Avrupa Birliği (AB) dışişleri bakanlarının Brüksel'de yaptıkları toplantı öncesinde gazetecilerde açıklamalarda bulunan Asselborn, toplantının yapıldığı binada, 2004 yılında, oy birliği ile Türkiye'nin AB'ye üyelik müzakerelerinin başlamasına onay verdiklerini, 2005 yılında da Türkiye ile birlikte "Medeniyetler İttifakı" girişiminin başlatıldığını hatırlattı.

"O dönemin başbakanları Erdoğan ve Zapatero, dönemin Birleşmiş Milletler (BM) Genel Sekreteri Annan ile birlikte bu girişimi başlatmıştı" sözleriyle Medeniyetler İttifakı girişimini anımsatan Asselborn, "Şimdi Türkiye'de Ayasofya konusunda yaşanan gelişmeler, Medeniyetler İttifakı'na indirilmiş bir darbedir. Türkiye, kendi ağırlığını, kendisi sildi, yok etti ve bu hiç iyi değil" diye konuştu.

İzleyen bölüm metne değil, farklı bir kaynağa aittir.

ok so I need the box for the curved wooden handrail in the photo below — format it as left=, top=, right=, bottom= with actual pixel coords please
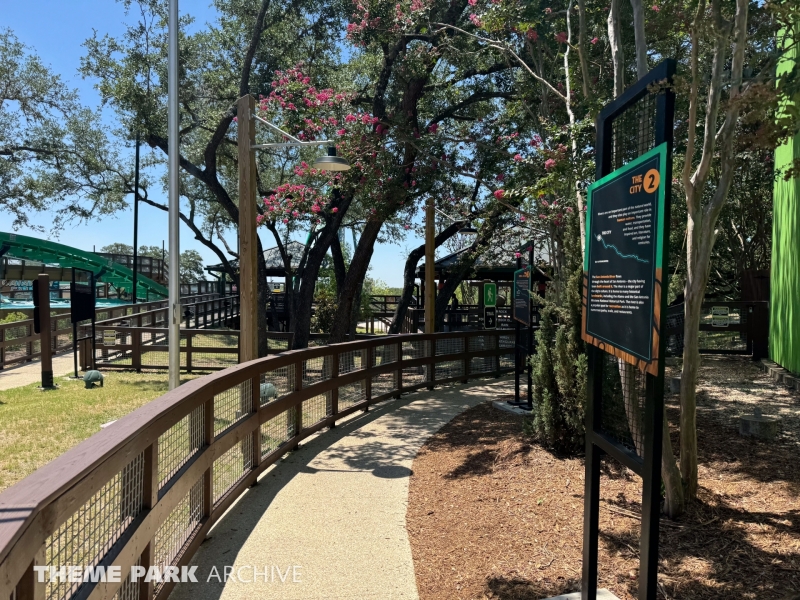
left=0, top=329, right=519, bottom=600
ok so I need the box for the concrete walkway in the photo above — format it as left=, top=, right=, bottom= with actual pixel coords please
left=0, top=352, right=77, bottom=391
left=169, top=377, right=514, bottom=600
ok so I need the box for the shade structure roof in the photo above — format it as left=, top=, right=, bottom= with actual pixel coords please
left=205, top=241, right=307, bottom=277
left=416, top=244, right=550, bottom=283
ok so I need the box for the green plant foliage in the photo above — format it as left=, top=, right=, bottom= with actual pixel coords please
left=528, top=214, right=587, bottom=453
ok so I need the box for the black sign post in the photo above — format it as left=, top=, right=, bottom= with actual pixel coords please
left=71, top=268, right=96, bottom=377
left=581, top=59, right=675, bottom=600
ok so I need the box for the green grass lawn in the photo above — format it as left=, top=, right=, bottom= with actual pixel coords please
left=0, top=371, right=203, bottom=492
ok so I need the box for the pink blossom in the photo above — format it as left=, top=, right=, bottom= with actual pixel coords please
left=428, top=123, right=439, bottom=133
left=282, top=218, right=289, bottom=224
left=515, top=252, right=521, bottom=258
left=232, top=116, right=238, bottom=123
left=544, top=158, right=557, bottom=170
left=539, top=214, right=546, bottom=219
left=555, top=31, right=568, bottom=44
left=256, top=214, right=264, bottom=224
left=404, top=224, right=411, bottom=230
left=591, top=37, right=599, bottom=44
left=469, top=13, right=482, bottom=27
left=496, top=173, right=505, bottom=181
left=494, top=189, right=505, bottom=199
left=566, top=206, right=573, bottom=213
left=520, top=215, right=526, bottom=222
left=544, top=7, right=551, bottom=13
left=526, top=29, right=538, bottom=41
left=513, top=154, right=523, bottom=162
left=651, top=4, right=660, bottom=10
left=468, top=0, right=477, bottom=4
left=332, top=207, right=339, bottom=213
left=337, top=128, right=346, bottom=135
left=345, top=114, right=358, bottom=123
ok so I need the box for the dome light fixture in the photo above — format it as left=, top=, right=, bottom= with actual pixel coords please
left=313, top=147, right=351, bottom=172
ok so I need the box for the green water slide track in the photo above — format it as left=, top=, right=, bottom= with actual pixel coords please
left=0, top=232, right=168, bottom=300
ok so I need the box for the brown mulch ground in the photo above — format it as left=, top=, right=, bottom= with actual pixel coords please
left=407, top=356, right=800, bottom=600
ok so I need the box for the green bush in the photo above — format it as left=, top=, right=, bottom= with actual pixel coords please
left=527, top=214, right=587, bottom=453
left=0, top=311, right=28, bottom=325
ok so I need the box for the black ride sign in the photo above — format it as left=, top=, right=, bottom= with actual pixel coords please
left=582, top=142, right=667, bottom=375
left=513, top=267, right=530, bottom=325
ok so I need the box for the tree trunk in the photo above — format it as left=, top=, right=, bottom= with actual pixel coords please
left=328, top=218, right=384, bottom=344
left=291, top=192, right=352, bottom=349
left=388, top=221, right=464, bottom=334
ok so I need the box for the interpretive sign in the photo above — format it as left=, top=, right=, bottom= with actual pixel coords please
left=484, top=283, right=497, bottom=307
left=484, top=306, right=497, bottom=329
left=711, top=306, right=729, bottom=327
left=103, top=330, right=117, bottom=347
left=582, top=143, right=668, bottom=376
left=513, top=267, right=531, bottom=325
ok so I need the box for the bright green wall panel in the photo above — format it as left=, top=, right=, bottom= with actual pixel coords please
left=770, top=26, right=800, bottom=374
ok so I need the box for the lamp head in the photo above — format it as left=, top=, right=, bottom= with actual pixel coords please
left=313, top=146, right=350, bottom=172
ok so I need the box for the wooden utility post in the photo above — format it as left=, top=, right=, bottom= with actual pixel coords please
left=424, top=196, right=435, bottom=334
left=237, top=95, right=258, bottom=363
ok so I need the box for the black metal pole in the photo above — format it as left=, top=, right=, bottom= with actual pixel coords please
left=526, top=246, right=534, bottom=409
left=512, top=256, right=521, bottom=405
left=132, top=133, right=140, bottom=303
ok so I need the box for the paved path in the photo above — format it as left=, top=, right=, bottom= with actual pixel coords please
left=0, top=353, right=77, bottom=391
left=169, top=377, right=514, bottom=600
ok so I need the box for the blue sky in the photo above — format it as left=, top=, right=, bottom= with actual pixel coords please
left=3, top=1, right=423, bottom=288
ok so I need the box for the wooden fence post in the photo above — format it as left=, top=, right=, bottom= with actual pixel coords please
left=139, top=441, right=159, bottom=600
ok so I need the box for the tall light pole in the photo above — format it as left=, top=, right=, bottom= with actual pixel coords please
left=132, top=133, right=140, bottom=304
left=237, top=97, right=350, bottom=363
left=167, top=0, right=180, bottom=389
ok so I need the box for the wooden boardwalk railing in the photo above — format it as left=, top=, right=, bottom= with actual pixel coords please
left=0, top=295, right=235, bottom=370
left=0, top=329, right=517, bottom=600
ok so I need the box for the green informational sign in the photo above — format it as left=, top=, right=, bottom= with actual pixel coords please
left=484, top=283, right=497, bottom=307
left=582, top=142, right=667, bottom=375
left=513, top=267, right=531, bottom=325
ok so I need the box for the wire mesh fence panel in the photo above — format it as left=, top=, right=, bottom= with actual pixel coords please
left=470, top=356, right=495, bottom=375
left=266, top=335, right=291, bottom=353
left=467, top=334, right=494, bottom=352
left=371, top=342, right=398, bottom=367
left=435, top=337, right=465, bottom=357
left=158, top=406, right=204, bottom=489
left=302, top=355, right=332, bottom=388
left=259, top=365, right=295, bottom=405
left=0, top=322, right=32, bottom=363
left=112, top=558, right=140, bottom=600
left=153, top=477, right=203, bottom=596
left=371, top=372, right=397, bottom=397
left=338, top=381, right=367, bottom=409
left=401, top=340, right=428, bottom=386
left=303, top=393, right=329, bottom=428
left=611, top=90, right=657, bottom=170
left=44, top=454, right=144, bottom=600
left=261, top=409, right=295, bottom=457
left=600, top=353, right=646, bottom=457
left=435, top=360, right=464, bottom=380
left=338, top=349, right=363, bottom=375
left=213, top=380, right=252, bottom=436
left=213, top=436, right=253, bottom=506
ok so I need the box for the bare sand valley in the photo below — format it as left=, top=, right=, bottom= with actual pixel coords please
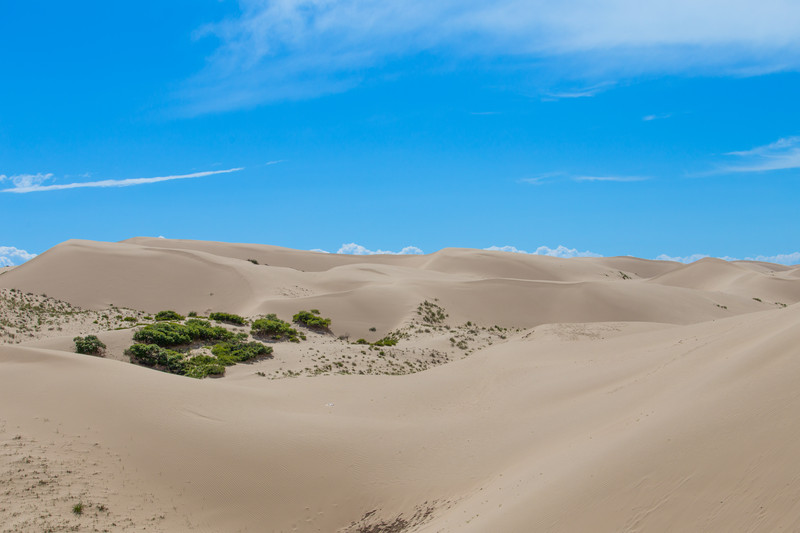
left=1, top=237, right=800, bottom=532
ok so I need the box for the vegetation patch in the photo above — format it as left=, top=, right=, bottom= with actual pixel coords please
left=132, top=319, right=234, bottom=347
left=211, top=340, right=273, bottom=365
left=252, top=314, right=303, bottom=342
left=209, top=312, right=248, bottom=326
left=73, top=335, right=107, bottom=355
left=154, top=310, right=184, bottom=321
left=417, top=300, right=448, bottom=325
left=293, top=309, right=332, bottom=330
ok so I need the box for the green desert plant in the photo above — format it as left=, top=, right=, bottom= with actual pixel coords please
left=209, top=311, right=247, bottom=326
left=73, top=335, right=106, bottom=355
left=133, top=320, right=233, bottom=347
left=211, top=340, right=273, bottom=365
left=293, top=310, right=332, bottom=330
left=251, top=314, right=302, bottom=342
left=155, top=310, right=184, bottom=321
left=372, top=337, right=398, bottom=347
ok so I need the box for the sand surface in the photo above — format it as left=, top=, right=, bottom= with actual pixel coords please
left=1, top=238, right=799, bottom=532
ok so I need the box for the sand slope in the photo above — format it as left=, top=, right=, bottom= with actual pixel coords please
left=2, top=238, right=800, bottom=532
left=1, top=238, right=794, bottom=336
left=2, top=304, right=800, bottom=531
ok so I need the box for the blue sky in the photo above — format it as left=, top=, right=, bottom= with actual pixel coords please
left=2, top=0, right=799, bottom=265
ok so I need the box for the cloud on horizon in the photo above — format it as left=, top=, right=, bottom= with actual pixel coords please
left=656, top=252, right=800, bottom=265
left=0, top=168, right=244, bottom=193
left=312, top=243, right=425, bottom=255
left=485, top=245, right=602, bottom=258
left=183, top=0, right=800, bottom=112
left=0, top=246, right=37, bottom=267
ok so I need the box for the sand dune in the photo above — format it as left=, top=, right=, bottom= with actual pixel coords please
left=2, top=238, right=800, bottom=531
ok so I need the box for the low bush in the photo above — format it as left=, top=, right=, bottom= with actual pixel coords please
left=209, top=312, right=247, bottom=326
left=211, top=340, right=273, bottom=365
left=183, top=355, right=226, bottom=379
left=133, top=320, right=233, bottom=347
left=251, top=314, right=302, bottom=342
left=372, top=337, right=398, bottom=347
left=155, top=310, right=184, bottom=321
left=293, top=310, right=332, bottom=330
left=74, top=335, right=106, bottom=355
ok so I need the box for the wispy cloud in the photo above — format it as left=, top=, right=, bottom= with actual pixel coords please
left=643, top=113, right=672, bottom=121
left=721, top=136, right=800, bottom=173
left=312, top=243, right=425, bottom=255
left=0, top=246, right=37, bottom=267
left=183, top=1, right=800, bottom=111
left=572, top=175, right=649, bottom=182
left=485, top=245, right=602, bottom=258
left=656, top=252, right=800, bottom=265
left=1, top=168, right=244, bottom=194
left=520, top=172, right=649, bottom=184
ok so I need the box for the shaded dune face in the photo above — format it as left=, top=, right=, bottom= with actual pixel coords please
left=1, top=238, right=799, bottom=532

"DEMOKRASİYİ VE HALKI YOK SAYIYOR"

Asselborn, AB dışişleri bakanları toplantısında Türkiye'de insan hakları konularını ela alacaklarını ifade ederken, aralarında Taner Kılıç ve İdil Eser'in de yer aldığı hak savunucuları hakkında 'silahlı terör örgütü üyeliği' ve 'terör örgütüne yardım' suçlamaları nedeniyle verilen mahkumiyet kararlarını eleştirdi.

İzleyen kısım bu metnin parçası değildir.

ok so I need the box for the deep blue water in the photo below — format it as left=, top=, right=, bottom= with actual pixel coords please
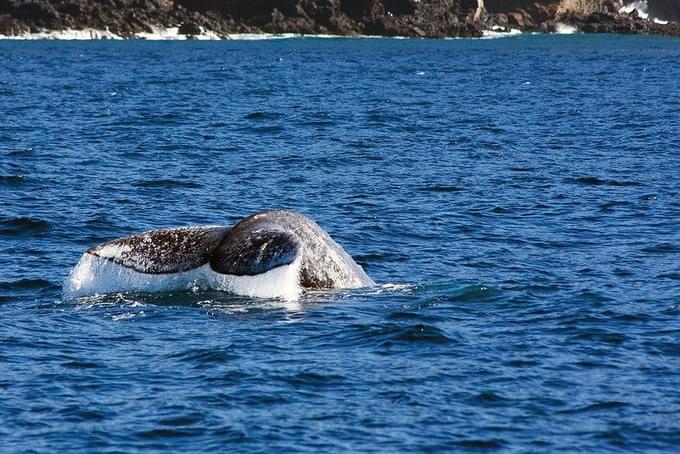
left=1, top=34, right=680, bottom=451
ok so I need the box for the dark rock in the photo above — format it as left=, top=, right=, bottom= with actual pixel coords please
left=0, top=13, right=26, bottom=35
left=560, top=9, right=680, bottom=37
left=0, top=0, right=678, bottom=38
left=14, top=1, right=59, bottom=28
left=0, top=0, right=13, bottom=14
left=178, top=20, right=201, bottom=35
left=649, top=0, right=680, bottom=23
left=507, top=11, right=531, bottom=28
left=340, top=0, right=384, bottom=21
left=56, top=2, right=82, bottom=17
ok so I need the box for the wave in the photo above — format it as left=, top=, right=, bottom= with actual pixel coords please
left=481, top=27, right=522, bottom=39
left=559, top=401, right=629, bottom=414
left=0, top=27, right=525, bottom=42
left=0, top=278, right=57, bottom=291
left=0, top=175, right=26, bottom=187
left=309, top=322, right=458, bottom=349
left=136, top=27, right=221, bottom=41
left=641, top=243, right=680, bottom=254
left=469, top=391, right=509, bottom=406
left=0, top=28, right=122, bottom=40
left=0, top=216, right=52, bottom=237
left=417, top=185, right=462, bottom=193
left=275, top=371, right=345, bottom=388
left=455, top=439, right=506, bottom=449
left=244, top=111, right=285, bottom=121
left=237, top=125, right=285, bottom=134
left=446, top=284, right=502, bottom=303
left=554, top=22, right=578, bottom=34
left=619, top=1, right=669, bottom=24
left=0, top=28, right=388, bottom=41
left=619, top=1, right=650, bottom=20
left=166, top=347, right=238, bottom=365
left=384, top=323, right=455, bottom=345
left=0, top=26, right=219, bottom=41
left=132, top=179, right=203, bottom=189
left=569, top=176, right=643, bottom=187
left=224, top=33, right=395, bottom=40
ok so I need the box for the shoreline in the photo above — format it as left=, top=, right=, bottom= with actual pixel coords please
left=0, top=28, right=520, bottom=41
left=1, top=1, right=679, bottom=41
left=3, top=25, right=679, bottom=42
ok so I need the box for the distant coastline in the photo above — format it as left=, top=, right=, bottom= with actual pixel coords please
left=1, top=0, right=679, bottom=39
left=0, top=28, right=547, bottom=41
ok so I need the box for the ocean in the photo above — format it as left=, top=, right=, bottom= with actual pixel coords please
left=1, top=34, right=680, bottom=451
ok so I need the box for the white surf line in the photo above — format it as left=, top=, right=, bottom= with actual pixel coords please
left=1, top=27, right=526, bottom=41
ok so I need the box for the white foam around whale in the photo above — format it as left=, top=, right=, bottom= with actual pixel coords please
left=64, top=253, right=303, bottom=301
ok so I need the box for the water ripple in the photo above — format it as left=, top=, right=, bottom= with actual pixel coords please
left=132, top=179, right=203, bottom=189
left=0, top=174, right=26, bottom=187
left=1, top=36, right=680, bottom=452
left=0, top=216, right=52, bottom=237
left=569, top=176, right=644, bottom=187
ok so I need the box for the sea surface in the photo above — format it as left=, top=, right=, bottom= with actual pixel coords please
left=1, top=34, right=680, bottom=451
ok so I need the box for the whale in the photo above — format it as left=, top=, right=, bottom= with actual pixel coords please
left=64, top=210, right=374, bottom=300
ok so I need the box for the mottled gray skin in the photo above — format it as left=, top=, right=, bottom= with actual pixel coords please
left=87, top=210, right=374, bottom=290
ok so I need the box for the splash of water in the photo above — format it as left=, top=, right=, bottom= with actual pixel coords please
left=63, top=254, right=304, bottom=301
left=619, top=1, right=650, bottom=19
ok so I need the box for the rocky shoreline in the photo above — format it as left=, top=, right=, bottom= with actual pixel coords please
left=0, top=0, right=678, bottom=38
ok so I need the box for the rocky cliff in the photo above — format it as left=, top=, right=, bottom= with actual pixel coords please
left=0, top=0, right=678, bottom=38
left=484, top=0, right=680, bottom=35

Lüksemburg Dışişleri Bakanı Asselborn, "Kendi insan hakları savunucularını terörist olarak gören ve onlarla bu şekilde mücadele eden bir hükümet aslında demokrasiyi ve kendi halkını aşağılayarak yok sayıyor. Bu çok kötü bir durum" dedi.

'YANLIŞ İSTİKAMET'

"15, 16 yıl önce demokrasiyi el üstünde tutan, büyük Müslüman bir ülke olarak Türkiye'nin bir AB ülkesi olabileceğine ilişkin, çok büyük umutlarım vardı" diyen Asselborn, "Ne yazık ki günümüzde sürecin aksi yönde, yanlış istikamette ilerlediği tespitini yapmak zorundayız" dedi.

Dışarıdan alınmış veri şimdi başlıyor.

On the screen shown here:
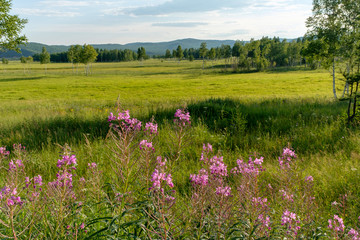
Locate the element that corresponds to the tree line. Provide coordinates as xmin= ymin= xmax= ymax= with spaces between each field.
xmin=33 ymin=47 xmax=141 ymax=63
xmin=159 ymin=37 xmax=306 ymax=71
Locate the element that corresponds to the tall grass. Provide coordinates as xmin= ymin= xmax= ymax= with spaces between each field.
xmin=0 ymin=60 xmax=359 ymax=238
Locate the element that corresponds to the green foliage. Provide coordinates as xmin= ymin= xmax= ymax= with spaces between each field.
xmin=80 ymin=44 xmax=98 ymax=65
xmin=175 ymin=45 xmax=183 ymax=61
xmin=67 ymin=45 xmax=82 ymax=64
xmin=199 ymin=42 xmax=208 ymax=59
xmin=2 ymin=57 xmax=8 ymax=64
xmin=0 ymin=0 xmax=27 ymax=52
xmin=165 ymin=49 xmax=171 ymax=59
xmin=137 ymin=47 xmax=146 ymax=61
xmin=39 ymin=47 xmax=50 ymax=65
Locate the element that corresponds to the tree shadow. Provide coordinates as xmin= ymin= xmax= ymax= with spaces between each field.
xmin=0 ymin=98 xmax=349 ymax=155
xmin=266 ymin=66 xmax=316 ymax=73
xmin=0 ymin=76 xmax=45 ymax=83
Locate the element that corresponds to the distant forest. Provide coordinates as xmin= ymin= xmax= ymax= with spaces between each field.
xmin=28 ymin=36 xmax=318 ymax=71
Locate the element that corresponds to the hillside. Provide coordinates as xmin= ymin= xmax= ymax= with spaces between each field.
xmin=0 ymin=38 xmax=301 ymax=59
xmin=0 ymin=38 xmax=236 ymax=59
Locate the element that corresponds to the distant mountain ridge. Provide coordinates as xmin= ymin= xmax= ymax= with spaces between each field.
xmin=0 ymin=38 xmax=237 ymax=59
xmin=0 ymin=37 xmax=300 ymax=59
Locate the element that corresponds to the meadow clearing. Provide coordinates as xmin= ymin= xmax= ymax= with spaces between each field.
xmin=0 ymin=59 xmax=359 ymax=239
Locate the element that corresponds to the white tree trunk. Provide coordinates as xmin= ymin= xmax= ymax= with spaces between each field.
xmin=332 ymin=58 xmax=337 ymax=99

Doğu Akdeniz'de yaşanan gerilimlere ilişkin de değerlendirmelerde bulunan Asselborn, sözlerini şöyle tamamladı:

"Akdeniz bir küvet değil büyük bir deniz. Pek çok ülkenin bu denizde hakkı var. Ancak uluslararası hukuka saygı gösterilmeli. Türkiye burada tek taraflı, hakimiyet iddiasıyla hareket etmeye devam etmemeli. Bu olmaz, bu iş ters gider. Bu nedenle biz AB olarak Türkiye dahil Akdeniz'deki tüm ülkelerin hakları için devrede olmalıyız."